Well of course I ran down to my local university library to do some research on this subject. It turns out to have been of a fair amount of interest, because I was able to siphon off a half dozen papers on the calculation of Gauss-Kronrod abscissae matrices, including one by T.N.L Patterson (Mathematics of Computation, vol. 22, p. 847), Dirk P. Laurie (ibid., vol. 66, p. 1133), and an improved version of the latter by Calvetti, Golub, Bragg, and Reichel (ibid., vol. 69, p. 1035). And, I picked up four other papers and errata on Gauss-Kronrod integration published in that same journal, so there's a lot of reading ahead.

Kronrod himself, according to Patterson, did his calculations to 65 decimal digits to get 40 digits of accuracy. This may or may not have some implications for how to generate the higher-precision abscissae; Patterson claims his method is numerically stable because it's based on Legendre polynomials.

Of course, after I got home, it occurred to me to look in my copy of Numerical Recipes. Bingo! Turns out they have an algorithm to calculate the abscissa, too, but the advantage is that they've got theirs already written in C. I also have the code in machine-readable form at the office ... on a floppy disk... I think my wife may have a USB floppy drive floating around somewhere. I can only chuckle about the transience of digital media.

Edit: One more note: Kronrod originally published his method in 1965, and it generated quite a lot of interest, because the earliest papers modifying his method I have thus far seen were published three years later. It's kind of shocking because he was running a prestigious Soviet physics lab, ITEP, at the time, and the amount of actual publishable material exiting the USSR had to be vanishingly small.

Also, Numerical Recipes explicitly mentions Patterson as a reference here, so I feel pretty good about using his paper as a basis for these calculations. On the other hand, maybe it would be prudent to use an arbitrary precision math library with some number of guard digits, just to be safe.

drmike · Post by **drmike** » Wed Mar 05, 2008 2:33 pm

Sounds like way too much fun! Always double check Numerical Recipes, I've run into lots of bugs in their code. But the theory is always right.

PARI/GP is a really good symbolic/infinite precision package. And I've got a home brew floating point package which has 32 bit exponent and 256 bit mantissa. Hmmm, I guess I never ran that on a 64 bit processor, no reason I can't double that if I want to. Makes more sense to go with PARI though, lots of mathematicians use that and it is well debugged.

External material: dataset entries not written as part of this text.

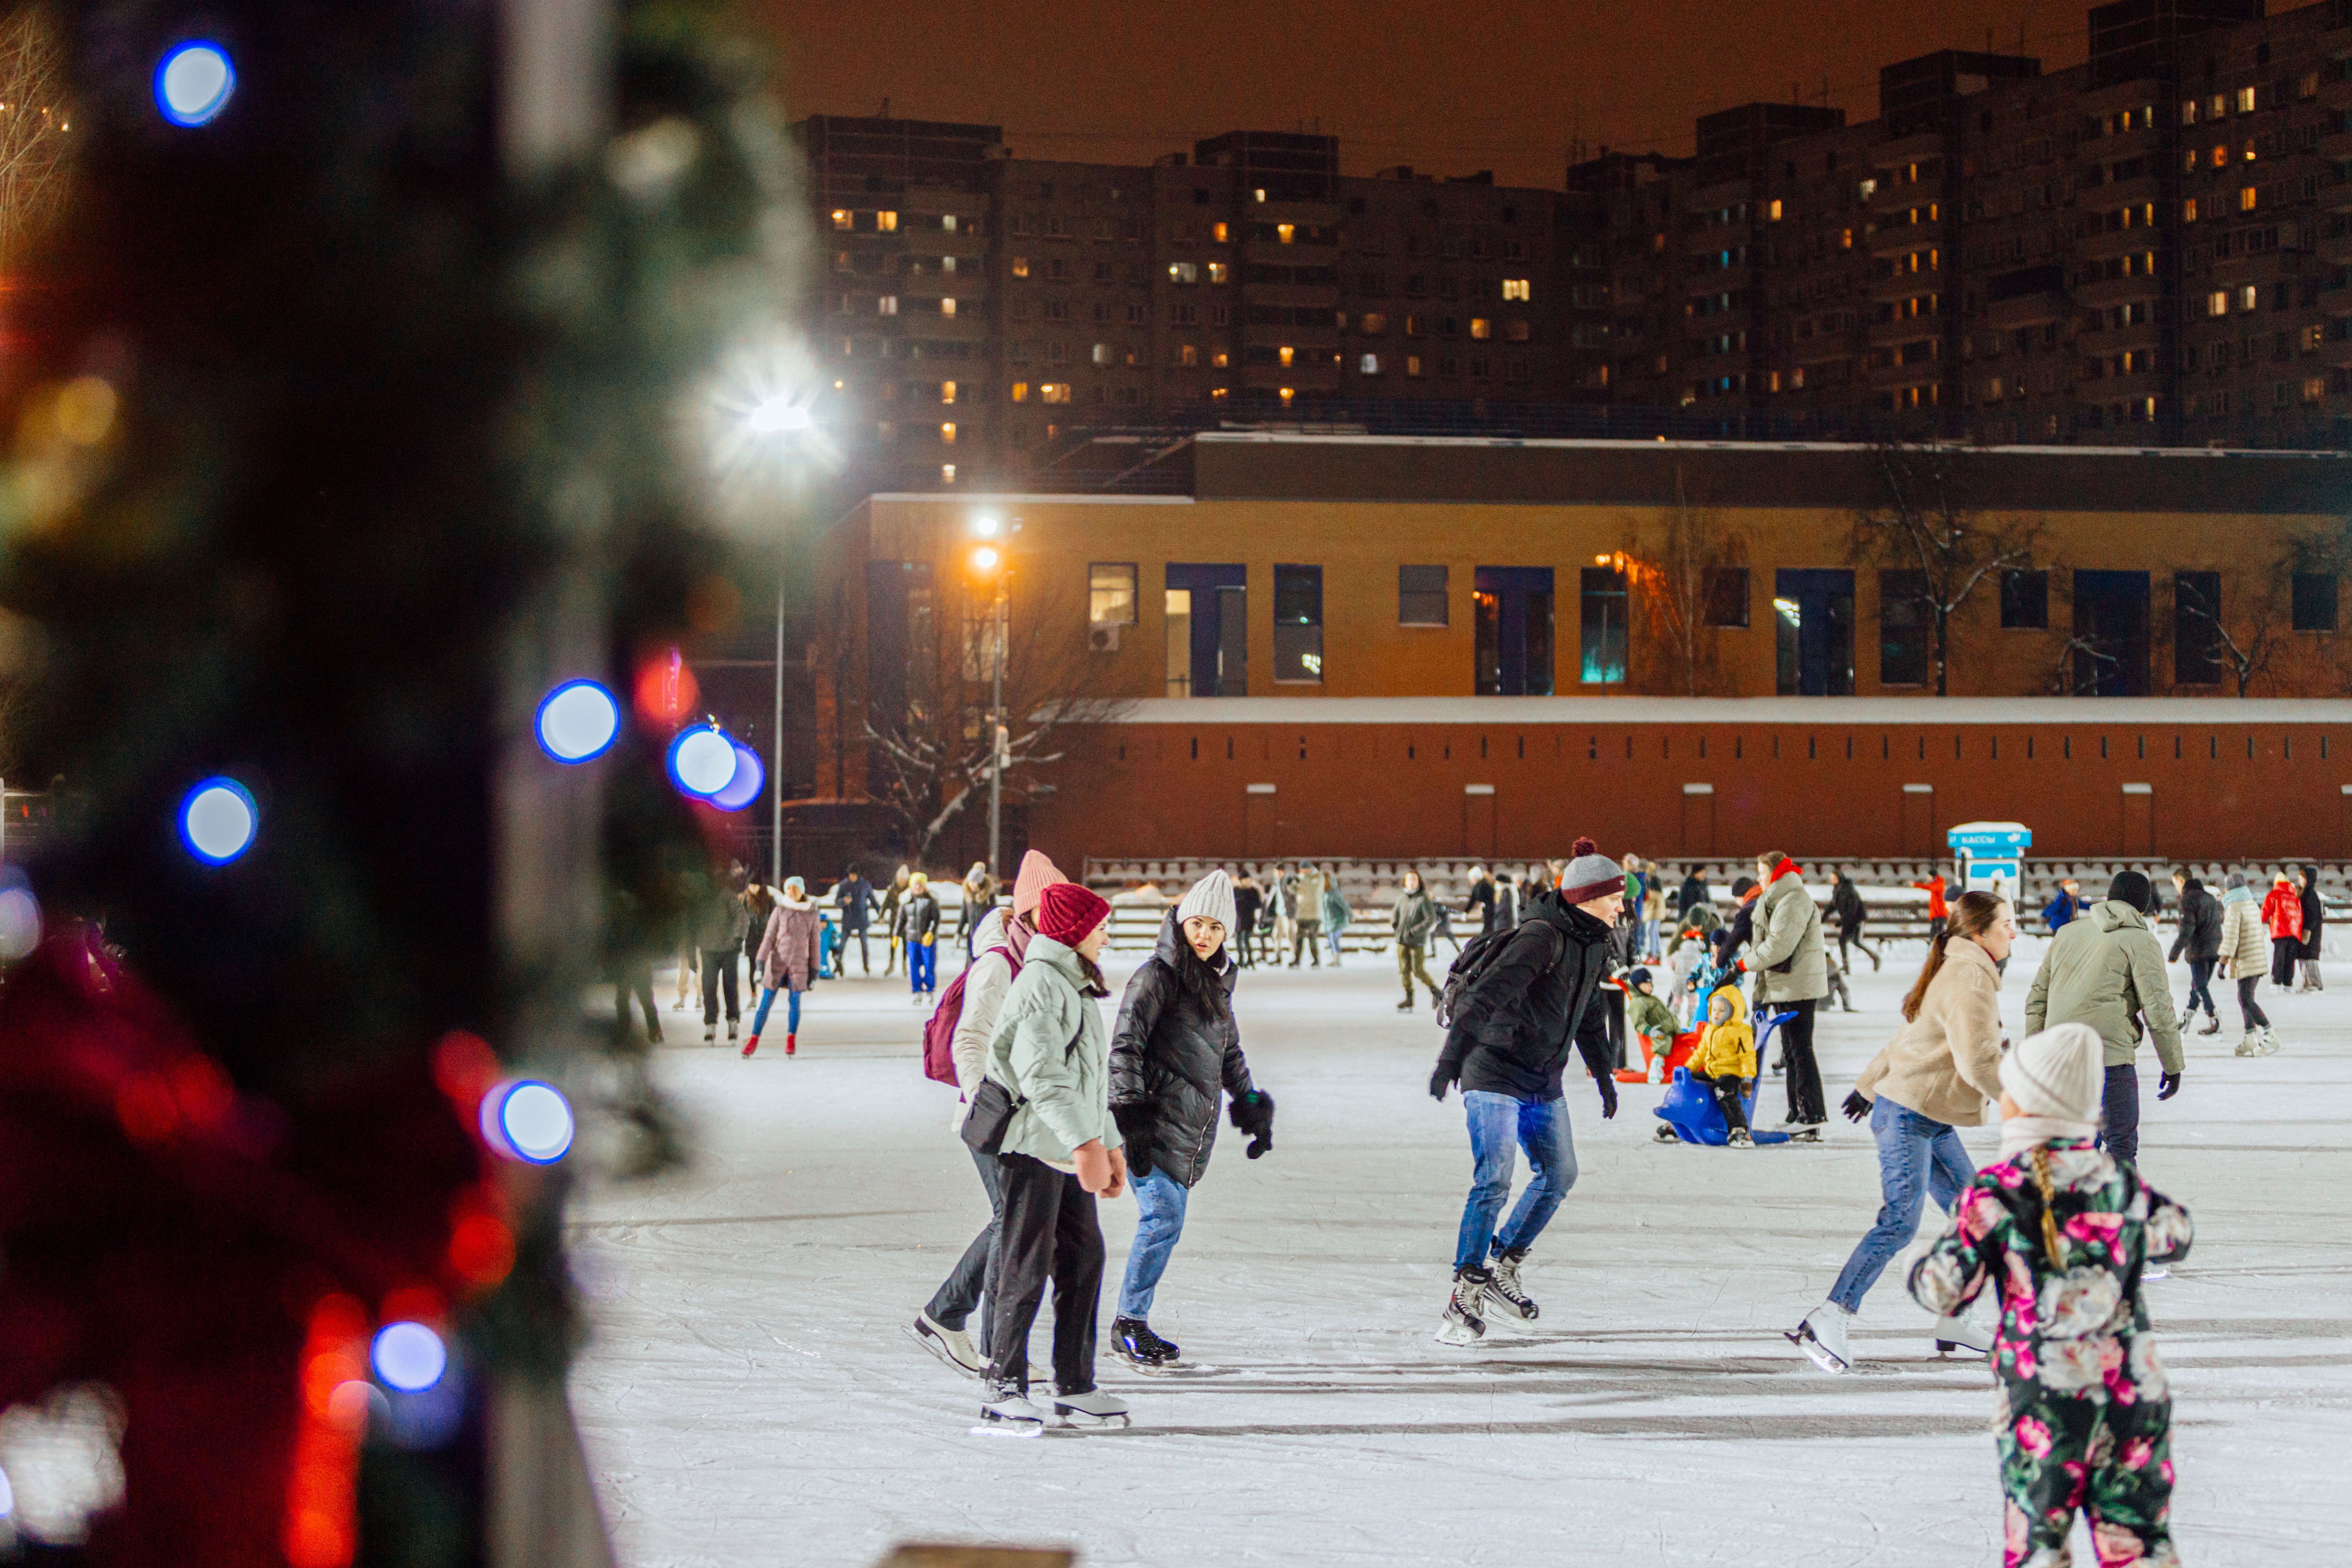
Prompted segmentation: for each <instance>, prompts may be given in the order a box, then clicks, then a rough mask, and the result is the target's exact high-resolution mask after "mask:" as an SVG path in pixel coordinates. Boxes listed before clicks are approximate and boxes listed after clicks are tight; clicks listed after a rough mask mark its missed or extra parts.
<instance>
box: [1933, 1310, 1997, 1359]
mask: <svg viewBox="0 0 2352 1568" xmlns="http://www.w3.org/2000/svg"><path fill="white" fill-rule="evenodd" d="M1955 1349H1973V1352H1976V1354H1980V1356H1990V1354H1992V1335H1990V1333H1985V1331H1983V1328H1978V1326H1976V1324H1973V1321H1971V1319H1964V1316H1940V1319H1936V1354H1940V1356H1950V1354H1952V1352H1955Z"/></svg>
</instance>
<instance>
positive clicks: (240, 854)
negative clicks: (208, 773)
mask: <svg viewBox="0 0 2352 1568" xmlns="http://www.w3.org/2000/svg"><path fill="white" fill-rule="evenodd" d="M259 830H261V809H259V806H256V804H254V797H252V792H249V790H247V788H245V785H240V783H238V780H235V778H207V780H205V783H200V785H195V788H193V790H188V795H186V799H181V802H179V839H181V844H186V846H188V853H191V856H195V858H198V860H202V863H205V865H228V863H230V860H235V858H238V856H242V853H245V851H247V849H252V846H254V835H256V832H259Z"/></svg>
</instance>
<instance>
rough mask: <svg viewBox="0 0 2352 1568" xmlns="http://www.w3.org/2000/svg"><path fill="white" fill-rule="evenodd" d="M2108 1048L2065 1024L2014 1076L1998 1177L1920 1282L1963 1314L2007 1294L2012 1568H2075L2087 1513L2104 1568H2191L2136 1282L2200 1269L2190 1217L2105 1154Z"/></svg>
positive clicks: (2010, 1497) (2010, 1507) (1992, 1344)
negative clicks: (2172, 1515)
mask: <svg viewBox="0 0 2352 1568" xmlns="http://www.w3.org/2000/svg"><path fill="white" fill-rule="evenodd" d="M2103 1058H2105V1046H2103V1044H2100V1039H2098V1034H2096V1032H2093V1030H2091V1027H2089V1025H2082V1023H2063V1025H2058V1027H2053V1030H2044V1032H2042V1034H2032V1037H2027V1039H2025V1041H2020V1044H2018V1046H2016V1048H2013V1051H2011V1053H2009V1056H2006V1058H2002V1159H1999V1161H1997V1164H1990V1166H1985V1168H1983V1171H1978V1175H1976V1180H1973V1182H1971V1185H1969V1190H1966V1192H1962V1197H1959V1204H1955V1208H1952V1227H1950V1229H1947V1232H1945V1237H1943V1239H1940V1241H1938V1244H1936V1246H1933V1248H1929V1253H1926V1255H1924V1258H1922V1260H1919V1262H1917V1267H1912V1274H1910V1293H1912V1298H1915V1300H1917V1302H1919V1305H1922V1307H1926V1309H1929V1312H1933V1314H1938V1316H1952V1314H1959V1312H1962V1309H1964V1307H1966V1305H1969V1302H1971V1300H1973V1298H1976V1295H1978V1293H1980V1291H1983V1288H1985V1286H1992V1288H1994V1291H1999V1298H2002V1326H1999V1333H1997V1335H1994V1342H1992V1373H1994V1380H1997V1382H1999V1392H2002V1418H1999V1425H1997V1432H1999V1439H1997V1443H1999V1455H2002V1490H2004V1493H2006V1497H2009V1507H2006V1521H2004V1556H2002V1563H2004V1568H2067V1563H2072V1554H2070V1549H2067V1530H2070V1528H2072V1526H2074V1512H2077V1509H2082V1512H2086V1514H2089V1516H2091V1542H2093V1547H2096V1549H2098V1561H2100V1563H2107V1566H2117V1568H2119V1566H2122V1563H2140V1566H2145V1568H2178V1563H2180V1556H2178V1552H2176V1549H2173V1537H2171V1526H2169V1519H2171V1495H2173V1460H2171V1425H2173V1399H2171V1387H2169V1385H2166V1380H2164V1361H2159V1359H2157V1345H2154V1340H2152V1338H2150V1333H2147V1307H2145V1305H2143V1302H2140V1274H2143V1269H2145V1267H2147V1265H2150V1262H2164V1260H2171V1258H2180V1255H2185V1253H2187V1251H2190V1215H2187V1211H2185V1208H2180V1206H2178V1204H2173V1201H2171V1199H2166V1197H2164V1194H2161V1192H2157V1190H2154V1187H2150V1185H2147V1182H2143V1180H2140V1173H2138V1168H2136V1166H2131V1164H2129V1161H2126V1164H2119V1161H2117V1159H2114V1157H2110V1154H2107V1152H2105V1150H2100V1147H2096V1145H2093V1133H2096V1131H2098V1105H2100V1081H2103V1074H2105V1070H2103Z"/></svg>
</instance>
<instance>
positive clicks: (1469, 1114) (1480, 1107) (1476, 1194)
mask: <svg viewBox="0 0 2352 1568" xmlns="http://www.w3.org/2000/svg"><path fill="white" fill-rule="evenodd" d="M1463 1114H1465V1117H1468V1121H1470V1161H1472V1175H1470V1201H1468V1204H1463V1229H1461V1237H1458V1239H1456V1244H1454V1267H1456V1272H1458V1269H1468V1267H1484V1262H1486V1253H1489V1251H1494V1253H1510V1251H1519V1248H1526V1246H1534V1241H1536V1237H1541V1234H1543V1227H1545V1225H1550V1222H1552V1211H1555V1208H1559V1199H1564V1197H1569V1187H1573V1185H1576V1135H1573V1133H1571V1131H1569V1103H1566V1100H1564V1098H1555V1100H1522V1098H1517V1095H1503V1093H1494V1091H1489V1088H1470V1091H1463ZM1512 1140H1517V1145H1519V1147H1522V1150H1526V1168H1529V1171H1534V1175H1531V1178H1529V1182H1526V1190H1524V1192H1519V1206H1517V1208H1512V1211H1510V1222H1508V1225H1503V1232H1501V1234H1496V1229H1494V1220H1496V1215H1498V1213H1503V1199H1508V1197H1510V1171H1512V1152H1510V1145H1512Z"/></svg>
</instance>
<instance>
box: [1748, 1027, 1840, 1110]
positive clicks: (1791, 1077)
mask: <svg viewBox="0 0 2352 1568" xmlns="http://www.w3.org/2000/svg"><path fill="white" fill-rule="evenodd" d="M1816 1006H1818V1004H1816V1001H1813V999H1811V997H1809V999H1804V1001H1766V1004H1764V1006H1762V1009H1759V1011H1764V1013H1797V1016H1795V1018H1790V1020H1788V1023H1783V1025H1780V1034H1778V1039H1780V1065H1783V1067H1785V1070H1788V1119H1790V1121H1795V1124H1799V1126H1820V1124H1823V1121H1828V1119H1830V1110H1828V1107H1825V1105H1823V1100H1820V1063H1818V1060H1813V1009H1816Z"/></svg>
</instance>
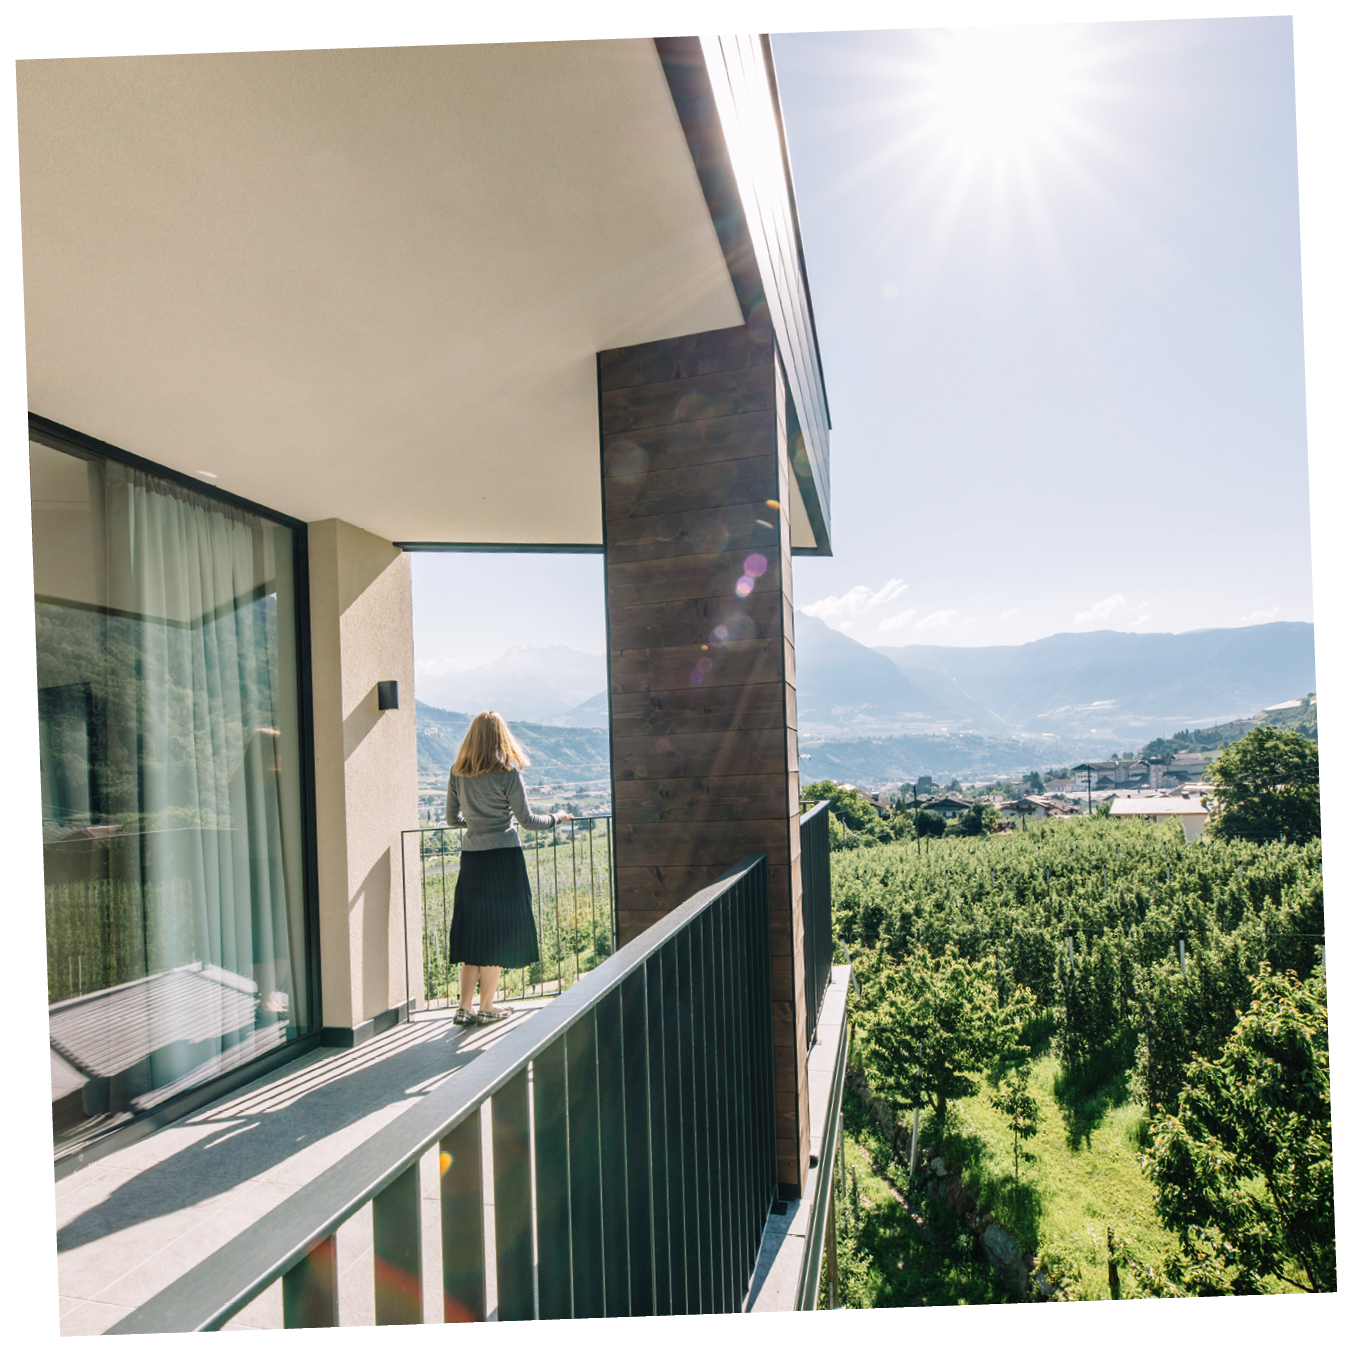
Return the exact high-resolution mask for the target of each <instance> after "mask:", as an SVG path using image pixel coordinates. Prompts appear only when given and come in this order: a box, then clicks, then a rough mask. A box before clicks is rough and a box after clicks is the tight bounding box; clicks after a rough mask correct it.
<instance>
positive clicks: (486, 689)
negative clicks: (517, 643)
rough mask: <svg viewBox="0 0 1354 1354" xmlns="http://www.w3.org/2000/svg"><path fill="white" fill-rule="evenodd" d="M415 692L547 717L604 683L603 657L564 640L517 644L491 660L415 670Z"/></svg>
mask: <svg viewBox="0 0 1354 1354" xmlns="http://www.w3.org/2000/svg"><path fill="white" fill-rule="evenodd" d="M416 681H417V685H418V695H420V696H421V697H425V699H427V700H428V701H431V703H433V704H435V705H437V707H439V708H441V709H470V711H475V712H478V711H481V709H497V711H500V714H502V715H504V716H505V718H506V719H525V720H538V722H539V720H546V719H550V718H551V716H554V715H558V714H559V712H561V711H569V709H571V708H573V707H575V705H578V704H580V703H581V701H586V700H588V699H589V697H592V696H593V695H596V692H597V691H598V689H605V686H607V659H605V658H604V657H603V655H601V654H588V653H584V651H582V650H580V649H570V647H569V646H567V645H546V646H532V645H521V646H519V647H516V649H509V650H508V651H506V653H504V654H500V655H498V657H497V658H496V659H494V661H493V662H489V663H481V665H478V666H475V668H460V669H455V670H451V672H441V673H427V672H422V673H418V674H417V676H416Z"/></svg>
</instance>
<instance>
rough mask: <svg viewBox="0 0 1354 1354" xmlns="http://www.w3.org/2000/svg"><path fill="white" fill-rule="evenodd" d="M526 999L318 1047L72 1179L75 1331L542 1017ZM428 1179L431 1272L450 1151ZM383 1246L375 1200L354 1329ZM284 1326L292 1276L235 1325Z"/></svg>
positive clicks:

Mikos · Post by **Mikos** » Wed Mar 05, 2008 3:57 pm

drmike wrote:I got xfig to run, but as soon as I hit any of the menu buttons, it chokes and dies. I couldn't figure out how to draw straight lines either, although it could do tangets and that might have been good enough. But I can't save, so there's no point in it. Linux is ok, but for fancy stuff like graphics it does seem like you have to be on the same platform as the developer.

I'll skip pictures for now - I think getting the code to work is more important.

Dont't use old and ugly Xfig, there is _much_ better (and actively developed) vector drawing application: Inkscape. I use Inkscape and it is IMHO even better than Corel Draw or similar commercial applications. Just try it, Inkscape is really great!